False. Their head circumference is usually larger than average.
288
Sedation is most commonly associated with which SSRI?
Paxil
289
What selective serotonin reuptake inhibitor is associated more commonly with nausea and vomiting?
Fluvoxamine.
290
What are the BMI ranges for mild, moderate, severe, and extreme anorexia nervosa?
Mild - BMI >17 Moderate - BMI 16-16.99 Severe - BMI 15-15.99 Extreme - BMI < 15
291
What type of secondary amenorrhea occurs in patients with anorexia?
Functional hypothalamic amenorrhea.
292
What is the most common clinical manifestation of PTSD?
Sleep disturbance
293
Which receptor does lorazepam act on?
Gamma-aminobutyric acid (GABA).
294
What is the first line treatment for specific phobias?
CBT that includes real-world exposure
295
What stage of sleep do sleep terrors, sleep walking, and confusional arousals occur?
Non-REM sleep
296
Which laboratory abnormality is typically seen in children with restless leg syndrome?
Iron deficiency.
297
What are the causes of false positives for opioids on a urine drug test?
Ingestion of poppy seeds, rifampin, and fluoroquinolones (ciprofloxacin, moxifloxacin, and levofloxacin).
298
What is alprostadil?
An arterial smooth muscle relaxer that can be injected into the penis to cause an erection.
299
What is the mechanism of action of TCAs?
Inhibits reuptake of norepinephrine and serotonin, increases synaptic concentration of both neurotransmitters
300
What is the typical finding on electroencephalography in patients with neuroleptic malignant syndrome?
Generalized slow-wave activity.
301
What is the treatment for cannabis withdrawal?
dronabinol or gabapentin
302
Which second-generation antipsychotics cause the least amount of weight gain?
Ziprasidone, aripiprazole, and lurasidone.
303
What are 3 first line therapy options for smoking cessation?

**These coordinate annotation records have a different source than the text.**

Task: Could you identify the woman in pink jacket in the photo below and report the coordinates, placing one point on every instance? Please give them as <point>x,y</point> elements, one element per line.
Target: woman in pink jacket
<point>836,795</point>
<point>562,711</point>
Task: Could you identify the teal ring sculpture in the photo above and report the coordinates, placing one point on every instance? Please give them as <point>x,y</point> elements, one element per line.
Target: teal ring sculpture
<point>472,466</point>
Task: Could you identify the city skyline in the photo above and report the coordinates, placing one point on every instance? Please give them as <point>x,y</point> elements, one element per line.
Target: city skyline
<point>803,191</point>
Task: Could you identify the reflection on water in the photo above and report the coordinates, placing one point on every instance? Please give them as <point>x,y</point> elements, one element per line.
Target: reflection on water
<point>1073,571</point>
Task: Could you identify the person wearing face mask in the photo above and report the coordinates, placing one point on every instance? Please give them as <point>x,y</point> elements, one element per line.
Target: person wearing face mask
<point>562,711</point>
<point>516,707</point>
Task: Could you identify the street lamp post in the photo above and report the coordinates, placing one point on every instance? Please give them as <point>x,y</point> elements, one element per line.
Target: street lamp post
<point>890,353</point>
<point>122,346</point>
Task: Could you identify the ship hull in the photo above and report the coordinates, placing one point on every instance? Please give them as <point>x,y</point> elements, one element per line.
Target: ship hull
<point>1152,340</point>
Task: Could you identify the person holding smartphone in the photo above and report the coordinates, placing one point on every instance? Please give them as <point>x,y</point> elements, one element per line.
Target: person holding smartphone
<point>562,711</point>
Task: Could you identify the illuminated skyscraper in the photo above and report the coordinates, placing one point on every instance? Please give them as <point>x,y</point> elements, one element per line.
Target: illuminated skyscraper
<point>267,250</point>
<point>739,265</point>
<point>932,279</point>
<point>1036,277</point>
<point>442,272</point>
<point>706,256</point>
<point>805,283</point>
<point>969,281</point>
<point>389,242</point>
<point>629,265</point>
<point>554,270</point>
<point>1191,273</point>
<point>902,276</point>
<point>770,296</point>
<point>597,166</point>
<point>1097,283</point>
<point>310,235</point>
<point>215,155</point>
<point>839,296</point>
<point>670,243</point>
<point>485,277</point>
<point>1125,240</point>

Nicotine replacement therapy (gum or patches) Bupropion (sustained release) Varenicline
304
Which first line therapy for smoking cessation works by partial agonism to nicotinic receptors?
Varenicline
305
What are the common side effects of varenicline?
Nausea and sleep disorders
306
What is the optimal serum concentration of lithium?
0.8 to 1.2 mEq/L.
307
What two classes of medications should a patient with Bipolar I in a manic episode be prescribed?
An antipsychotic and a mood stabilizer
308
What is the first line mood stabilizer, in absence of contraindications?
Lithium
309
What are the contraindications to lithium?
Impaired renal function, pregnancy, Brugada syndrome
310
What are some side effects of valproate?
Hepatotoxicity, thrombocytopenia, pancreatitis
311
Which personality disorders are most likely comorbid in a patient with adjustment disorder?
Cluster B personality disorders (i.e., antisocial, borderline, histrionic, and narcissistic).
312
Which serotonin and norepinephrine reuptake inhibitor is approved for the treatment of panic disorder?
Venlafaxine.
313
What is the first line treatment for borderline personality disorder?
Dialectical behavioral therapy
314
What second generation antipsychotic is contraindicated in patients with history of substance abuse?
Quetiapine
315
What is the SSRI of choice for treatment of postpartum depression?
Sertraline (or paroxetine)
316
What dietary deficiencies has shown to be a factor in ADHD?
Iron, zinc, and omega 3 fatty acids
317
What is the mechanism of action of cocaine?
Blocking of the reuptake of biogenic amines
318
Which SNRI is also a first line treatment for neuropathic pain?
Duloxetine
319
Regurgitation within 10 minutes of finishing most meals is a classic sign of what disorder?